Bernard Gravel connaît Saint-Bruno-de-Montarville comme il connaît les allées de son vignoble. Il a été policier pour la Ville à partir de novembre 1975. « J’ai vu grandir et grossir la municipalité. Je l’ai vue progresser. J’y ai passé de belles années, qui ne s’oublient pas », relate Bernard Gravel, avec qui Les Versants s’est entretenu au vignoble de Mont-Saint-Hilaire.
M. Gravel est devenu policier jeunesse et communautaire pour les écoles au début des années 80. Après un passage à Nicolet en tant qu’instructeur, il est revenu à Saint-Bruno comme sergent, poste qu’il a occupé pendant 21 de ses 33 années de métier en uniforme.

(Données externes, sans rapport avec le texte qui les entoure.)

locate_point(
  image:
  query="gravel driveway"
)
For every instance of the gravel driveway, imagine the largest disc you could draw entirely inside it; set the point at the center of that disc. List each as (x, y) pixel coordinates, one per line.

Selon lui, il y a plus de misère que ce que le public peut croire à Saint-Bruno, et ce, encore aujourd’hui.

« On ne juge pas les gens parce qu’ils sont handicapés, et accueillir la différence, c’est gratifiant. » – Bernard Gravel

Élevé dans une famille de constructeurs briqueteurs, M. Gravel a appris à poser du ciment et de la brique. Il a cependant décidé de changer de voie lorsqu’un travailleur est tombé du 2 étage et s’est cassé les deux poignets. « J’aurais aimé devenir militaire, mais ce n’est pas ce que ma mère souhaitait. Je suis donc devenu policier, pour les bonnes conditions de travail, et pour suivre les pas de mon grand-père Gravel, qui œuvrait à Québec. »

La famille Bastone et le vin

Sa passion pour le vin, Bernard Gravel la doit aujourd’hui à la famille Bastone, qui gère la pizzeria de la rue Montarville depuis plus de 40 ans. Les policiers du quartier mangeaient à ce restaurant et ils ont fait connaissance avec les propriétaires. « Ce sont eux qui m’ont montré à fabriquer et à boire du vin. J’ai mis les mains à la pâte », raconte l’homme de 67 ans.
À Verchères, au milieu des années 90, Bernard Gravel plante ses premières vignes, quelque 550 plants, sur un terrain de 57 000 pieds carrés. Une décennie plus tard, il vend et acquiert, avec sa conjointe Jasmine Berger, le terrain à Mont-Saint-Hilaire, sur lequel ils plantent leur premier cépage sur 500 000 pieds carrés avecquelque 9 000 vignes en production. De nouvelles plantations amèneront le vignoble La Grande-Allée à 16 000 plants prochainement. On y retrouve aussi des bleuets pour l’autocueillette, des fleurs, des ruches dont les abeilles pollinisent les bleuetiers, trois chiens et des personnes à capacité limitée. « J’ai pris ma retraite de la police le 1juillet 2007 et tout de suite après, j’étais à temps plein ici. »
Trois vins sont disponibles dès maintenant et ont été élaborés avec les récoltes de 2012 à 2016. Deux autres vins seront mis en bouteille d’ici la fin du mois de juin.

Intégration

Depuis 2010, Bernard Gravel collabore avec le Service d’aide à l’emploi et de placement en entreprises pour personnes handicapées (SDEM SEMO Montérégie) afin d’intégrer des individus ayant des limitations, souvent à titre de stagiaires. Il y a eu Maxime, avec qui il a appris à texter, Marie-Ève, Daniel, Adrianna, qui lui procure les ruches, William, Élisabeth, Guylaine, qui est gérante du vignoble, et bien d’autres. Lors de l’ouverture officielle du vignoble, certains d’entre eux étaient sur place pour accueillir les invités ou encore pour servir les bouchées. M. Gravel leur apprend quelques tâches horticoles. « On ne juge pas les gens parce qu’ils sont handicapés, et accueillir la différence, c’est gratifiant, enrichissant, pour moi autant que pour eux. Quand je vois leur sourire, à ces gens, ça vaut beaucoup; ma mission est réussie », poursuit celui qui siège au conseil d’administration du SDEM SEMO Montérégie.
Sa fille, une bachelière en anthropologie asiatique, parle et écrit le japonais, mais ne travaille pas, diagnostiquée avec un TDAH. Son fils manque de concentration et souffre d’un léger trouble d’anxiété. Le jeune frère de Bernard Gravel vit avec la maladie de Parkinson. « Entouré de gens en limitations, j’ai eu des leçons de vie qui m’ont amené à avoir des réflexions et des opinions différentes, à vivre de beaux moments de bonheur. Il y a tellement de façons de rendre service. Ça n’a pas toujours besoin d’être de grands gestes. »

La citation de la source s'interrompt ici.